17 June 2006

Plutonium lessons from Korea

By Jacqui McCarney

It would be funny it wasn't so tragic. In 2002 the United States accused North Korea of enriching uranium to make nuclear weapons. Sound familiar? The tragedy in this case was that the North Koreans weren't anywhere near being able to enrich uranium sufficiently to make a nuclear weapon, but, as a consequence of the accusation, the North Koreans suddenly were able to make nuclear weapons.

Confused? You should be. To understand the story you have to know how to make a nuclear bomb. Not in every detail, but at least the basics. There are two types of nuclear bomb; one is made from uranium – very highly enriched uranium to be precise – and the other is made from plutonium. The difference between uranium and plutonium, and where they come from, is extremely significant.

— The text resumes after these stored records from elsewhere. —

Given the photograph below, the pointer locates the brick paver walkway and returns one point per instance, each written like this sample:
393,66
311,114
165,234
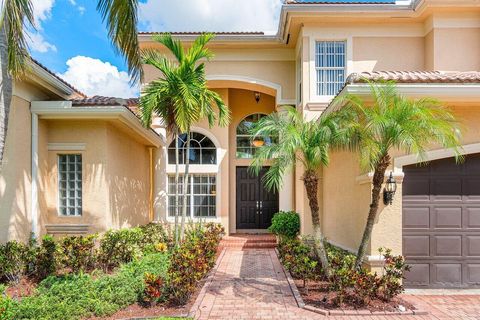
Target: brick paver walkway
250,284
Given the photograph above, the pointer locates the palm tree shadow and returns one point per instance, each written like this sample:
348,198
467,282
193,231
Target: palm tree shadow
255,282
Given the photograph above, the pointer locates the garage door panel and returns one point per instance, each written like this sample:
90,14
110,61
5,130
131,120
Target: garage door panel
446,189
472,274
449,217
447,246
473,163
416,189
441,225
473,217
471,188
416,246
419,275
416,217
472,246
447,274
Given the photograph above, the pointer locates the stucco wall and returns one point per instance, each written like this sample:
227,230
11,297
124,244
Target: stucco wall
347,200
388,53
15,176
344,200
127,178
456,49
95,203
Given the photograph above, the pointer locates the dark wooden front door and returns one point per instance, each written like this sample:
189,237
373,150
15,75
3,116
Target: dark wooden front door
255,204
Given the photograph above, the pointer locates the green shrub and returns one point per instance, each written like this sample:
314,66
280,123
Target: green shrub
152,234
78,296
7,305
298,259
46,260
191,261
77,252
12,260
285,224
119,246
154,289
394,270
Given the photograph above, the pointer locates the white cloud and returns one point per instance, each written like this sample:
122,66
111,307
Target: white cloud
95,77
42,10
39,44
210,15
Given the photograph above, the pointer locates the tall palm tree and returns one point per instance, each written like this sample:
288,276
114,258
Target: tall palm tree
299,141
17,15
180,97
389,122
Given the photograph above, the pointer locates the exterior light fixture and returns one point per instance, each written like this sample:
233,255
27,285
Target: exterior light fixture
389,190
258,142
257,96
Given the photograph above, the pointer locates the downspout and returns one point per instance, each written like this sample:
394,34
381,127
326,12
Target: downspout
34,194
150,204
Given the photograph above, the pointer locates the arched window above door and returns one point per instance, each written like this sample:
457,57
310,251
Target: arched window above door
246,146
202,149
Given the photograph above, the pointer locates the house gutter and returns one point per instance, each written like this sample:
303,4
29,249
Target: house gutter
150,203
34,191
448,93
50,79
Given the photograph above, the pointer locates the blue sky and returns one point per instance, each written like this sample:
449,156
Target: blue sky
71,40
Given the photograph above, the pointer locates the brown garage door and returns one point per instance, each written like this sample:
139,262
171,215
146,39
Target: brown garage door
441,223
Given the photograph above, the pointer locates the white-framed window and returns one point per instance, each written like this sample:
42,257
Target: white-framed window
70,184
202,193
330,67
202,149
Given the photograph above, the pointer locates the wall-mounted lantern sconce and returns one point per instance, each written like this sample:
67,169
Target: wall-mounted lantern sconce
257,96
258,142
389,191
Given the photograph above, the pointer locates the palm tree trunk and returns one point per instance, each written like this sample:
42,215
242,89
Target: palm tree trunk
310,180
185,186
6,91
378,178
177,175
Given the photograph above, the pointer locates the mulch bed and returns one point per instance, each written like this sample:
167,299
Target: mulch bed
319,296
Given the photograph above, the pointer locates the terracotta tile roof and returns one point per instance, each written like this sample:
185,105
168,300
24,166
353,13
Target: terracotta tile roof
287,2
186,33
130,103
57,77
417,77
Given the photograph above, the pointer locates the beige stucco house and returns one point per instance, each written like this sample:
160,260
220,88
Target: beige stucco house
77,164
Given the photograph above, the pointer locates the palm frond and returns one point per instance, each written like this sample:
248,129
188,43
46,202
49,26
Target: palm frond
392,121
16,15
122,21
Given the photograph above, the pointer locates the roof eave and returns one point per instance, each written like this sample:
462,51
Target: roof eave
444,92
65,110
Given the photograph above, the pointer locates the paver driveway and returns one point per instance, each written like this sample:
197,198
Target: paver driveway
250,284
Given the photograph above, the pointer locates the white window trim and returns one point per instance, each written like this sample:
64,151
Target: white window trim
348,62
190,216
213,169
58,154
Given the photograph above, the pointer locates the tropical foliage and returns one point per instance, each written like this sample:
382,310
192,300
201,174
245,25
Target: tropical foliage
300,142
148,277
389,121
120,16
181,97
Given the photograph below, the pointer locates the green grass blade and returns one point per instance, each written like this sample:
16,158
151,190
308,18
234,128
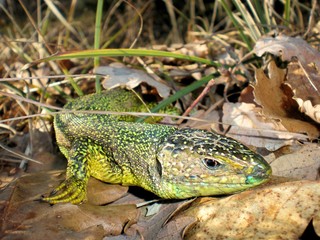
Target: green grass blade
124,52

Let's start with uranium. The stuff you use for nuclear weapons and nuclear reactors, uranium 235, is less than 1% of the uranium that you find in the ground. To get a concentrated amount of uranium 235 you therefore have to separate the U235 from the rest of the uranium. To do this you have to use a complex machine called a centrifuge cascade. The centrifuge cascade relies on very precise engineering, a constant supply of electricity, bearings that can withstand a huge amount of work without degrading, very specialised materials and an extremely well controlled environment. It takes over a thousand centrifuges, operating constantly for a year, to produce enough very highly enriched uranium for one nuclear bomb. At this point it is worth noting that Iran currently only has a 164 centrifuge pilot project which has only just become operational after several years work. They plan to make a bigger centrifuge cascade, but it won’t be ready any time soon, and there are plenty of technical hurdles to be overcome in the process. Making nuclear weapons from uranium is no easy task.

Another way to make a nuclear weapon is with plutonium. All you need, to make plutonium, is some old fuel rods from your local nuclear reactor, a few chemicals and some large stainless steel tanks. Every used fuel rod contains a few grams of plutonium but you need at least 20 odd kilograms of the stuff to make a nuclear weapon. That's quite a few fuel rods, but, if you happen to have your very own nuclear reactor, you will also have access to several thousand fuel rods. Anyone with a nuclear power station therefore, can make plutonium without too much difficulty. Anyone with a few kilograms of plutonium, could make a nuclear weapon.

Let's return to North Korea. It's important to know that North Korea has built and operates its own nuclear reactor and therefore has access to plutonium. Until recently the plutonium in the used fuel rods was carefully monitored by international inspectors. Then the United States accused the Koreans of enriching uranium. The basis of the accusation was the fact that the Koreans had tried to buy the materials to make a centrifuge cascade (remember what that is?). They might have tried, but there is no evidence, according to the US establishment journal Foreign Affairs, that they actually succeeded in buying the parts, let alone in putting them together and successfully operating the highly complex machine; according to Johnathan Pollack, chairman of the Strategic Research Department at the US Naval War College "North Korea confronted daunting obstacles had it decided to build an enriched uranium weapon, or even to acquire the production capabilities that might ultimately permit such an option".

For the Bush administration though it was enough to call an end to the Agreed Framework which allowed inspectors to monitor the Korean nuclear programme in return for economic benefits from the United States. So the Bush administration was able to call a halt to providing economic aid to North Korea. The downside for the international community was that it also meant that the nuclear inspectors had to leave the country too. Suddenly no one was monitoring the North Korean nuclear reactor and those piles of used fuel rods containing that oh so deadly plutonium.

Two years later the North Koreans announced they had made a nuclear weapon. No one doubted that they would have been able to extract the plutonium from the used fuel rods now that no one was looking. The Bush administration's accusation that North Korea was enriching uranium for nuclear weapons was a gross exaggeration that has seriously back fired. For Bush and his advisers the devil is clearly in the axis of evil, for the rest of us the lesson is clear; the devil is in the detail.

My thanks to Liam Carroll for his help and research with this column.